A causa del agua; Jovet se levantó del prado, caminó por la tierra húmeda y se refugió en una ceiba de enramadas cenicientas. Allá mismo, se recostó contra el tronco, cerró sus iris cafés. De a poco, comenzó a imaginar el cosmos. Lo supo de diversos colores. Desde su mente evidenció las galaxias orladas. Fulguró un planeta con androides. Cruzó por sobre las construcciones de ellos. Tras lo fugaz; se presenció en medio de muchas nebulosas. Así por lo que hubo explorado, quedó encandilado ante tanta belleza absoluta.

Más por lo deseado, el niño intentó volar con su alma para ir a los parajes sibilinos. Al principio, fue alejándose del cuerpo suyo lentamente. A fuerza, se elevó sobre las serranías nevadas. De una forma maravillosa se fue retirando de las campiñas. Hacía lo etéreo, subió hasta los espacios tan claros como oscuros. Con agrado los admiró con adoración. En efecto recorrió sus paisajes sagrados. Tanto, que de repente llegó hasta un agujero de gusano y allí se metió para seguir viajando.
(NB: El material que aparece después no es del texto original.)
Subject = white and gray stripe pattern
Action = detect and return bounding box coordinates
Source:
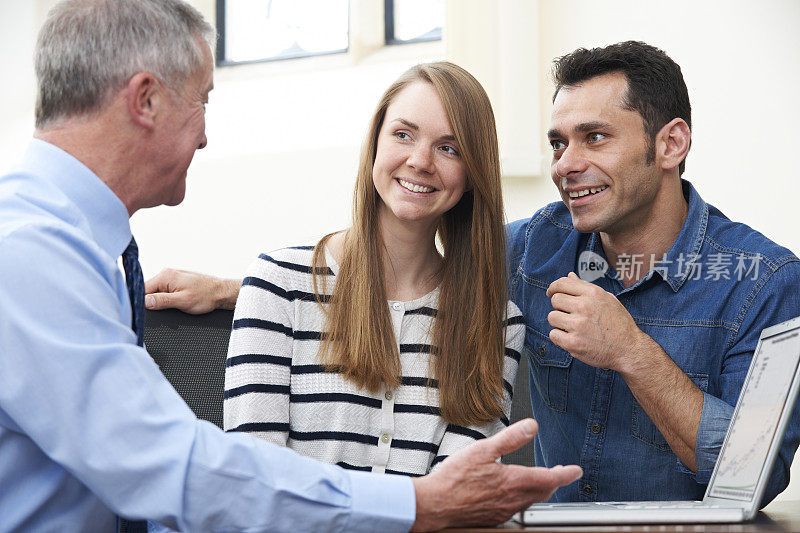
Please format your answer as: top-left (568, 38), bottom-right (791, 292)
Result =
top-left (224, 247), bottom-right (525, 476)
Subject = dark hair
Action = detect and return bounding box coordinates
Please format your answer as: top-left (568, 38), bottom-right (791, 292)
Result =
top-left (553, 41), bottom-right (692, 175)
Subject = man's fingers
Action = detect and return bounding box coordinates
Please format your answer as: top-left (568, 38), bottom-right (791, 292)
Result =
top-left (547, 311), bottom-right (575, 331)
top-left (547, 276), bottom-right (591, 298)
top-left (144, 292), bottom-right (179, 311)
top-left (509, 465), bottom-right (583, 507)
top-left (478, 418), bottom-right (539, 460)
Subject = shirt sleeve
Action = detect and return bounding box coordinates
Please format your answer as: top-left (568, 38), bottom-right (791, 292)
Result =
top-left (695, 258), bottom-right (800, 507)
top-left (0, 222), bottom-right (415, 531)
top-left (223, 254), bottom-right (294, 446)
top-left (431, 302), bottom-right (525, 470)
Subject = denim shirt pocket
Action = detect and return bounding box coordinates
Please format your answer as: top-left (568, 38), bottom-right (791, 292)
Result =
top-left (631, 372), bottom-right (708, 451)
top-left (525, 326), bottom-right (572, 413)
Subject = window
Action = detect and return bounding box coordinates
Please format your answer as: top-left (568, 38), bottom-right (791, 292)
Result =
top-left (385, 0), bottom-right (444, 44)
top-left (217, 0), bottom-right (349, 65)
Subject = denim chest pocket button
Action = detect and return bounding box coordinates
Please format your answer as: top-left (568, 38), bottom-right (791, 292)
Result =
top-left (631, 372), bottom-right (708, 451)
top-left (525, 326), bottom-right (572, 412)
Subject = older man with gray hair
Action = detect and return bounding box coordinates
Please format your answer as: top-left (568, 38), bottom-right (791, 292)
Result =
top-left (0, 0), bottom-right (580, 531)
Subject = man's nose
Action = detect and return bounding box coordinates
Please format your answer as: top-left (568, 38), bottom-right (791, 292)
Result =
top-left (555, 146), bottom-right (589, 177)
top-left (406, 143), bottom-right (433, 173)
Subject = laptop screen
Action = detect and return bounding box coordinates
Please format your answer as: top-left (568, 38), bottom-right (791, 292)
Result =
top-left (708, 327), bottom-right (800, 501)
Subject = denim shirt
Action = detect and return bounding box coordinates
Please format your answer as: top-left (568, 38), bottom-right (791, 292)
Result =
top-left (507, 181), bottom-right (800, 506)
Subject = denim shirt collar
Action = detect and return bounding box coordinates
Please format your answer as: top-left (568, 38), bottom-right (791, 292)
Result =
top-left (646, 180), bottom-right (708, 292)
top-left (585, 180), bottom-right (708, 294)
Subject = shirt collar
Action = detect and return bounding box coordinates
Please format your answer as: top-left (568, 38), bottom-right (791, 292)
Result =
top-left (22, 139), bottom-right (132, 257)
top-left (583, 180), bottom-right (708, 292)
top-left (650, 180), bottom-right (708, 292)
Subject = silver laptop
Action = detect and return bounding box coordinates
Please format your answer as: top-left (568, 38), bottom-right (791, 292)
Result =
top-left (516, 317), bottom-right (800, 525)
Ante lo obrado, trasegó por entre un montón de rayos acrisolados. Esta visión de pleno lo hizo más sensible. Cada chispazo le mostraba una naturaleza nueva. De sorpresa, surgían centauros violáceos y cientos de estrellas. En el otro instante, vio germinar un mar de plata con varios delfines que allí nadaban. Todo esto lo asombró. Así que siguió por el túnel de la vida. Exploró cosas que nunca antes había conocido. Y sólo se detuvo, cuando descubrió el mundo de los sibilinos. Ellos eran una tribu de marcianos. A Jovet, por cierto le dio miedo. No sabía si estos seres eran bondadosos o malvados. Sus cabezas eran redondas; tenían las orejas largas, sus pieles eran fucsias. Además, uno de ellos se le acercó al frente suyo y le susurró unas palabras incomprensibles. De paso, olió su esencia espiritual. Ante ello, claro que el niño volvió a su bosque por medio de un embrujo.

Ya en su paraíso; abrió los ojos suyos, se supo junto a la ceiba y luego se encontró allí con el marciano.